Wednesday, January 12, 2011 by Michael Kanin

Council Member Laura Morrison is raising concerns about the city’s Imagine Austin comprehensive plan. Those worries, which center around the city’s ability to accurately quantify both the projected density for future mixed use zoning and the difference between the comprehensive plan and existing neighborhood-constructed future land use maps, could ultimately delay the project.


Morrison questioned city staff at the year’s first meeting of the Comprehensive Planning and Transportation Council subcommittee. There, she eventually engaged in a back-and-forth with Garner Stoll, the assistant director of Austin’s Planning and Development Review department, about the nature of the plan itself, and how rigorous its comparison between the land use maps and the comprehensive plan should be.


Though subcommittee chair, Council Member Sheryl Cole, seemed eager to push the process along, she ultimately instructed Stoll and his team to return to her group with answers to Morrison’s questions. They are scheduled to be back for the subcommittee’s next meeting on Feb. 8.


As part of the public outreach portion of its effort, the city’s planning department scheduled exercises designed to allow Austinites to offer their input about the comprehensive plan. This included a portion of the game that allowed them to reassign zoning uses around the city.


City officials refer to this effort as a chip exercise. According to the web site for the project, “participants in the chip exercise were allowed to exchange different land use types, so long as the total level of population and jobs stayed the same.”


Morrison wondered about the solidity of the population density numbers associated with mixed use in the chip exercise. “I’m a little confused about all this then,” she said. “We have hardcore numbers in the chips. And so you’re saying that in some places, the chip—which you’re counting on being 3,750 (people)–means 3,750. In other places it means less and other places it means more? It is an arithmetic exercise.”


“The concern I have and the disconnect I see is that…I don’t know why we had to go through the chip exercise to look at the various potential patterns,” she later added.


Stoll told her that the staff stood behind the effort. “There would be other ways of doing it,” he said. “But if you want numbers associated with the alternatives, numbers that might be predicted on the roadways, or acres of land used, or open space, then you have to assign it to some real estate.”

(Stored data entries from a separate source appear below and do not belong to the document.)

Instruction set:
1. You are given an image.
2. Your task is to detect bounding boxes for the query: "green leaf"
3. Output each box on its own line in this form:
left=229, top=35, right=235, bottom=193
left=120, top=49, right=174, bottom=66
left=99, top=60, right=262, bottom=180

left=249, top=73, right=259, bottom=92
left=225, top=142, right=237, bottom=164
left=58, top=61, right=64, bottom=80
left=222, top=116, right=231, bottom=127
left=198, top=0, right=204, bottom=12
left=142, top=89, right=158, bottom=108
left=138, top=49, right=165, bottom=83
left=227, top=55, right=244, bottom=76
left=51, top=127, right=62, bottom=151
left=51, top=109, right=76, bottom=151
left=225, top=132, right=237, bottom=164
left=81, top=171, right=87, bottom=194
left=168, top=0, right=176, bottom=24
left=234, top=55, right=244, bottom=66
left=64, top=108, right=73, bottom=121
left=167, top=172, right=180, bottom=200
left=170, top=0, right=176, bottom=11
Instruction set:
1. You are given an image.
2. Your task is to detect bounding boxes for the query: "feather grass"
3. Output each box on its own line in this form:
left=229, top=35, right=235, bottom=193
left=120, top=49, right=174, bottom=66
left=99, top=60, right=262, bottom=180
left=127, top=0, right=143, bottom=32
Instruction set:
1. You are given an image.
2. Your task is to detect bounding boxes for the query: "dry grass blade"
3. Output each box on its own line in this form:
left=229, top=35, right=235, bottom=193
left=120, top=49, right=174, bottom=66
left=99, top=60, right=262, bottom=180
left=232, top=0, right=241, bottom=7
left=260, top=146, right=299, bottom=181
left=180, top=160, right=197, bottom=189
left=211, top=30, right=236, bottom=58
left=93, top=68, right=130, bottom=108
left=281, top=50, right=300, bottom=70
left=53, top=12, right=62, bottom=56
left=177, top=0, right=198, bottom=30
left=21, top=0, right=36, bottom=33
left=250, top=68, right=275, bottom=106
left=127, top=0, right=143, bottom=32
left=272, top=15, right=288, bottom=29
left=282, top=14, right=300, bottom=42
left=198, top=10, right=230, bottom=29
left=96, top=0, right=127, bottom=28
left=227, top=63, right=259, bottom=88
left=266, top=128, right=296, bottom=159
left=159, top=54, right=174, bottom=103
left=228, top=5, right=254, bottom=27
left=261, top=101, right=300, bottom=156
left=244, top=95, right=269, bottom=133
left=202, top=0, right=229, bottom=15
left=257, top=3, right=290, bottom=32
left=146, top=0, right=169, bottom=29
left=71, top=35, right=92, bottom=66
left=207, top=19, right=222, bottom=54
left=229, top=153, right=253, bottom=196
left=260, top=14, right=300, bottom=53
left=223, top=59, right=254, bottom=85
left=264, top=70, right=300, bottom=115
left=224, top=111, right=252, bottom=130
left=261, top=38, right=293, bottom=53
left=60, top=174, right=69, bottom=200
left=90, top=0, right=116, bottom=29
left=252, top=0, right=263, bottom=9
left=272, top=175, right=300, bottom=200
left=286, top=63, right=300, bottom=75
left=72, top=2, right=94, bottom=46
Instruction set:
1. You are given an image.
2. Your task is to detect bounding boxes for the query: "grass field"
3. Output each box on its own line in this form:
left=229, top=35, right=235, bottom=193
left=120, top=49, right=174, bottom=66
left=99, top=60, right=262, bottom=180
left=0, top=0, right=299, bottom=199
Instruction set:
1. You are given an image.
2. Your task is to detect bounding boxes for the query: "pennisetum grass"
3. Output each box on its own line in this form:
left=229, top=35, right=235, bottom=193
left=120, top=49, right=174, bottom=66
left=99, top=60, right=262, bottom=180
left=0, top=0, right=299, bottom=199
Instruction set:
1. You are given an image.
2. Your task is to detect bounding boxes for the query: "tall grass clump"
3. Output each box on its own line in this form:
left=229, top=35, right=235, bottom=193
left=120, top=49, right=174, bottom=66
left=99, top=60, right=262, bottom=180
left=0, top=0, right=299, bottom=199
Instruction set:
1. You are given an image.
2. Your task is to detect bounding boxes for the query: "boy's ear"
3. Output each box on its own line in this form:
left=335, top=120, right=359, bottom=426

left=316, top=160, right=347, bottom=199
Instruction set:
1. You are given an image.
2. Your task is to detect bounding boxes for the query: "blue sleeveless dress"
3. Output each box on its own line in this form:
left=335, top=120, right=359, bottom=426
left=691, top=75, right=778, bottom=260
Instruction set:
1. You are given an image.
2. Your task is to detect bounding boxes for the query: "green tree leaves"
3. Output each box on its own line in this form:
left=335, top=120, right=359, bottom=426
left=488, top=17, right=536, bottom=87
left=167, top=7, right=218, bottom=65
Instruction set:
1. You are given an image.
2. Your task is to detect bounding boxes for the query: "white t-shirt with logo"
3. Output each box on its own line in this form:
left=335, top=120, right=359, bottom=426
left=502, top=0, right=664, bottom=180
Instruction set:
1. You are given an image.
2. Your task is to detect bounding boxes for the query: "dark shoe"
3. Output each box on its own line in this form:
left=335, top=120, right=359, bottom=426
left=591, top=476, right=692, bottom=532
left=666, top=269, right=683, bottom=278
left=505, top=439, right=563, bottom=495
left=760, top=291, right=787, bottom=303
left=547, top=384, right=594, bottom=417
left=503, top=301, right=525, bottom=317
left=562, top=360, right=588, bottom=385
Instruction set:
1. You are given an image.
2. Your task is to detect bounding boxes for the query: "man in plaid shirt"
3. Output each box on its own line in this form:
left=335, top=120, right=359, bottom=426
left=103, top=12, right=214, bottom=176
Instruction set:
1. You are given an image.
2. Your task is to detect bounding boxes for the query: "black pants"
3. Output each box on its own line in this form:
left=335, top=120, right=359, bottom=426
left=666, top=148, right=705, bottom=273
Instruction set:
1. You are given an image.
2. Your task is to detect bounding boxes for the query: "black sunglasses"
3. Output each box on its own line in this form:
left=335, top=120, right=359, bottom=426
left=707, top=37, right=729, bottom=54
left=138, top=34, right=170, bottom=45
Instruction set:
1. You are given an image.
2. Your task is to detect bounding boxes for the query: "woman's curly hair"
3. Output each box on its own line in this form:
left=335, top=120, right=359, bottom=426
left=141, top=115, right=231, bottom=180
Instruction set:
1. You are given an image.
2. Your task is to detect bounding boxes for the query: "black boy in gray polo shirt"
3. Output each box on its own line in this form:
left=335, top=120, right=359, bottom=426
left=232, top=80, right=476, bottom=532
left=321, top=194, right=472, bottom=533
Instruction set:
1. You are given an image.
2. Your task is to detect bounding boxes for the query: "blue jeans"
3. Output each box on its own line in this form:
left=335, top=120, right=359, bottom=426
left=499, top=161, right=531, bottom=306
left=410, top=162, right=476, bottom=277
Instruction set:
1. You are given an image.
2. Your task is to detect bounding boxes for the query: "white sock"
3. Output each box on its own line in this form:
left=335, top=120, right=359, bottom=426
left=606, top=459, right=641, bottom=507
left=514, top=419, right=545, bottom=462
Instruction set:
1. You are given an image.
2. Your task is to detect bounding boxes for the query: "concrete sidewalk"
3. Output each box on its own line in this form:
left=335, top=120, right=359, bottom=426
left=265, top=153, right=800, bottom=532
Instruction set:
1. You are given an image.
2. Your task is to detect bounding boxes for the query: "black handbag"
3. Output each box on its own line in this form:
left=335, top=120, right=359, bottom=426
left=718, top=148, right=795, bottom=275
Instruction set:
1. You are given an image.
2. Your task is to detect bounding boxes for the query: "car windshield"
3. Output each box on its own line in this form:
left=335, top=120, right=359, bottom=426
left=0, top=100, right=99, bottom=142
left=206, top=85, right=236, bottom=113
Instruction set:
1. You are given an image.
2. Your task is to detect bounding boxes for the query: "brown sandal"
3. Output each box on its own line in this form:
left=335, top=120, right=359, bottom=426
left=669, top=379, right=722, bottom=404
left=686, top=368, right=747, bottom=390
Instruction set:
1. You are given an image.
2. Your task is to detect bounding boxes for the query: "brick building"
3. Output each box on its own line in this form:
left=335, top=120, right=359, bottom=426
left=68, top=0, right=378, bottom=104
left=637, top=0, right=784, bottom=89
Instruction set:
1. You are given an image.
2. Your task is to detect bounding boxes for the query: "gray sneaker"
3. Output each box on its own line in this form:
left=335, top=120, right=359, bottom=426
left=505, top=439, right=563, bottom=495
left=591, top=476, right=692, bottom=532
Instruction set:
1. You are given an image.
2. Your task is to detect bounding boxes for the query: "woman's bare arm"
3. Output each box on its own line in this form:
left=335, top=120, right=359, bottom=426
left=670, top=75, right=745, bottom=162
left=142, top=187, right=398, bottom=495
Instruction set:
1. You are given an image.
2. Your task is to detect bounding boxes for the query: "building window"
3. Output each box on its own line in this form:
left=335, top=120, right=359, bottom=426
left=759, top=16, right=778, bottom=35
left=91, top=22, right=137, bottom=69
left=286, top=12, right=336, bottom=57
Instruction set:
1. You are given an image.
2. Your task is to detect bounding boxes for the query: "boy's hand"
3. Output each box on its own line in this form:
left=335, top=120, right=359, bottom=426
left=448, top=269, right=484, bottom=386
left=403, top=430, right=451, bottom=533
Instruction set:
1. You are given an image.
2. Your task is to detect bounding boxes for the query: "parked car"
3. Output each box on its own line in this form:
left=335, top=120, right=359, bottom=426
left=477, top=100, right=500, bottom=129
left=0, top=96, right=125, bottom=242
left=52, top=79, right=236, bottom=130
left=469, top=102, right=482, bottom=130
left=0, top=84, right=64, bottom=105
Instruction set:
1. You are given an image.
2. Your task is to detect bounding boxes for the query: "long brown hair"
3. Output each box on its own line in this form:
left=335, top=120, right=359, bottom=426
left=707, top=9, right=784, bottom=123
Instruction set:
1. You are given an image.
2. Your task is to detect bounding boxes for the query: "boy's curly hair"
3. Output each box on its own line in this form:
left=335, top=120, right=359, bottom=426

Morrison responded with a note of frustration. “What’s difficult for me is that sometimes we say the numbers mean something and then we say they don’t mean something and so I appreciate people getting confused,” she said.


She also questioned staff about the relationship between existing neighborhood plans and the would-be comprehensive plan. “My fundamental question is, are you going to be able to answer the question of how is the draft preferred scenario consistent or where is it inconsistent with neighborhood plans,” she said.


Stoll said that he hoped so. He detailed work that his staff had engaged in with the community in an effort to reconcile some differences between the future land use maps and the comprehensive plan. Still, his answer—and that of one of his colleagues—didn’t seem to satisfy Morrison.


“I wonder how all the timeline of that is going to work, because, I think, as a council member—and I would assume some of my colleagues would want to know when we’re endorsing the preferred scenario in March—where is it consistent or inconsistent,” she said. “It takes me back to this disconnect we have…sometimes we have numbers and sometimes we don’t,” she said.


Ultimately, Morrison seemed to settle on the idea that staff needed to include a quantitative review of how the land use maps relate to the comprehensive plan. “My feeling is it’s very important to do this because in many, many places we’re going to show that what show’s up on the (comprehensive plan) scenario is very, very close to what’s on the (future land use maps)–and if things are different, we need to know that before going forward.”


Cole said that she would like to keep the plan moving forward. She compared the planning process to the U.S. Constitution and its amendments, and suggested that the plan’s architects return to fill in some of their gaps after the scenario had been approved. “I don’t want to slow down the comprehensive plan, and I certainly understand that a much more (rigorous) analysis would cost much more money,” she said.